El negocio de Biegler estaba por celebrar su 80 aniversario cuando, de pronto, llegó una carta. (Foto: CNNMoney)
Dueño: Steve Biegler.
Ubicación: Aberdeen, Dakota del Sur.
"Mi pequeña concesionaria de Jeep inició en 1929 con mi abuelo. Hemos pasado por muchas dificultades durante los últimos ochenta años cuando la marca se movió entre compañías, pero ahora es diferente.
Tuve presentimientos de que algo podría salir mal con la marca Jeep antes del colapso financiero, pero después, cuando empezaron los problemas con los bancos, me di cuenta de que estábamos enfrentando la tormenta perfecta. Yo tenía esperanza en que nos mantendríamos a flote hasta que Chrysler se declaró en bancarrota. Para ese entonces yo ya sabía que probablemente desapareceríamos porque los acuerdos de la franquicia se anularían. Desafortunadamente, tenía razón.
Al principio escuché que aquellos que recibían cartas por UPS eran los que habían sobrevivido. Un amigo me llamó mientras manejaba y me dijo que había recibido un paquete con buenas noticias; llamé a la oficina y les dije a mis empleados que esperaran al camión de UPS. Cuando nos llegó el paquete, me sentí aliviado; pensé que la carta diría que todo estaba bien.
Tuve unos veinte segundos de euforia, después, mi empleado me leyó la carta. Al parecer todas las concesionarias recibieron la carta, y nosotros fuimos una de las 789 que recibieron la versión pavorosa.

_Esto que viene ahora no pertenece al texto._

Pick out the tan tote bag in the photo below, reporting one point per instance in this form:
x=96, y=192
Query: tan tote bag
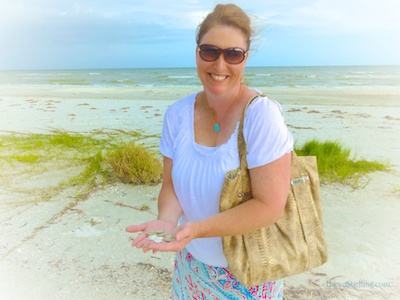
x=295, y=243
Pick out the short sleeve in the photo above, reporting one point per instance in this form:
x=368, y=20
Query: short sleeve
x=169, y=132
x=266, y=134
x=174, y=118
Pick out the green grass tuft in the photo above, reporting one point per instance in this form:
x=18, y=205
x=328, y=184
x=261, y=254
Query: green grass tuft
x=135, y=164
x=335, y=163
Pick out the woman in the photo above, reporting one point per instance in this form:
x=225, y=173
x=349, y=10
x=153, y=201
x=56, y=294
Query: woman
x=199, y=144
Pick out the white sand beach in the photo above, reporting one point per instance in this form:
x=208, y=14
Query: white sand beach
x=60, y=249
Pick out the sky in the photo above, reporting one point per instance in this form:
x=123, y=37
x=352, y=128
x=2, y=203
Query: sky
x=98, y=34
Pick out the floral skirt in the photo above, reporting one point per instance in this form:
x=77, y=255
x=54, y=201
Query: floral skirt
x=194, y=280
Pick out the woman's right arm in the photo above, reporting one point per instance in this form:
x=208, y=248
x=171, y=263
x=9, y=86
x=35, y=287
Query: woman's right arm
x=169, y=208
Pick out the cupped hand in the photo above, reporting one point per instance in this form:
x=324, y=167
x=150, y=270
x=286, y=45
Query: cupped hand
x=183, y=235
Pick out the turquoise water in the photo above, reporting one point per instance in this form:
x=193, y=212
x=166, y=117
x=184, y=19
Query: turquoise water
x=357, y=77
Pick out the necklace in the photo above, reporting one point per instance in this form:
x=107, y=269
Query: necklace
x=216, y=125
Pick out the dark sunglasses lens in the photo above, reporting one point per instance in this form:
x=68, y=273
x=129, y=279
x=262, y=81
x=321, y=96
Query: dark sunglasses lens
x=234, y=56
x=209, y=53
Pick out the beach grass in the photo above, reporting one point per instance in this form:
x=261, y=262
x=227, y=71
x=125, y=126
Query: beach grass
x=135, y=164
x=336, y=163
x=66, y=159
x=87, y=161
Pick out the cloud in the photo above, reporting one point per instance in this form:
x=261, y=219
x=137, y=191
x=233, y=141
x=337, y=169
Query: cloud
x=341, y=16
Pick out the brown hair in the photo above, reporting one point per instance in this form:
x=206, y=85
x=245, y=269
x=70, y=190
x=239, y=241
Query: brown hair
x=229, y=15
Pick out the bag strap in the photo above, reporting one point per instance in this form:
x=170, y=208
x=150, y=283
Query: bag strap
x=241, y=142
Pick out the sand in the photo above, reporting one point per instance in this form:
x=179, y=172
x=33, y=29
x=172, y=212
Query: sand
x=62, y=249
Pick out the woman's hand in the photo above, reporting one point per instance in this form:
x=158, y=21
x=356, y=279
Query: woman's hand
x=183, y=235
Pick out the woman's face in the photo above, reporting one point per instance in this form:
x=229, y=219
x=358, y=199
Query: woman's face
x=219, y=77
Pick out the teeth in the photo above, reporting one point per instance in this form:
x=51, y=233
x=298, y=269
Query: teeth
x=218, y=77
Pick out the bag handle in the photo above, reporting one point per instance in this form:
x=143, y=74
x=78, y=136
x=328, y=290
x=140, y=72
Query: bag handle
x=241, y=142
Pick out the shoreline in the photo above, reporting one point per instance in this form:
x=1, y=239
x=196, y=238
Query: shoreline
x=74, y=250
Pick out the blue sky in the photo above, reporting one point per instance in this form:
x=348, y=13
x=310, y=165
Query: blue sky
x=49, y=34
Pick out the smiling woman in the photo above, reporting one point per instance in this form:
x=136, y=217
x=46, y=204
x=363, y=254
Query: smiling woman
x=199, y=145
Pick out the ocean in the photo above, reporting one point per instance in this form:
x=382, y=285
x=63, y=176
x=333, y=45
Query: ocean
x=348, y=77
x=324, y=85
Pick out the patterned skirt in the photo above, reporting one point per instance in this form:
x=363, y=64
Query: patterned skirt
x=194, y=280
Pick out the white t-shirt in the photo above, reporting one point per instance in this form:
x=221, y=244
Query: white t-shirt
x=198, y=171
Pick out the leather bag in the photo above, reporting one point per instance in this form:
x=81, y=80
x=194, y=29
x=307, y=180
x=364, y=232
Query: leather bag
x=295, y=243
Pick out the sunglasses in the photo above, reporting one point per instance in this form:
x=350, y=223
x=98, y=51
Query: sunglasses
x=232, y=56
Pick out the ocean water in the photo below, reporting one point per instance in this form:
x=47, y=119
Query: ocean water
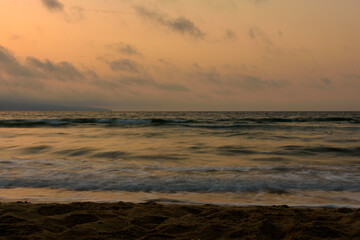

La carta fue un golpe bajo. Aún cuando ya lo venía venir, el golpe dolió. Tengo doce empleados y mi hijo Matt será la cuarta generación en el negocio. El corporativo se mostró indiferente ante esto; ellos no se dan cuenta de lo mucho que esto nos lastima a todos.
Me siento afortunado porque acabo de vender mi último coche el sábado. Había empezado a recortar el inventario hace 5 meses para enfocarnos en el inventario de deportivos como los vehículos todo terreno (ATV). Esa parte del negocio ha crecido desde que lo lancé al mercado hace más de 10 años. Esos vehículos son populares en esta comunidad de ranchos y granjas.
Sin considerar nuestra situación particular, lo que Chrysler le hizo a las pequeñas concesionarias fue imprudente; está mal que piensen que una concesionaria autónoma no pueda competir. Cuando llegan mis clientes, que después se vuelven amigos, tienen el número de mi casa, celular y oficina, y saben que me pueden llamar a deshoras, en días festivos o en fines de semana. Ese tipo de relación no tiene precio".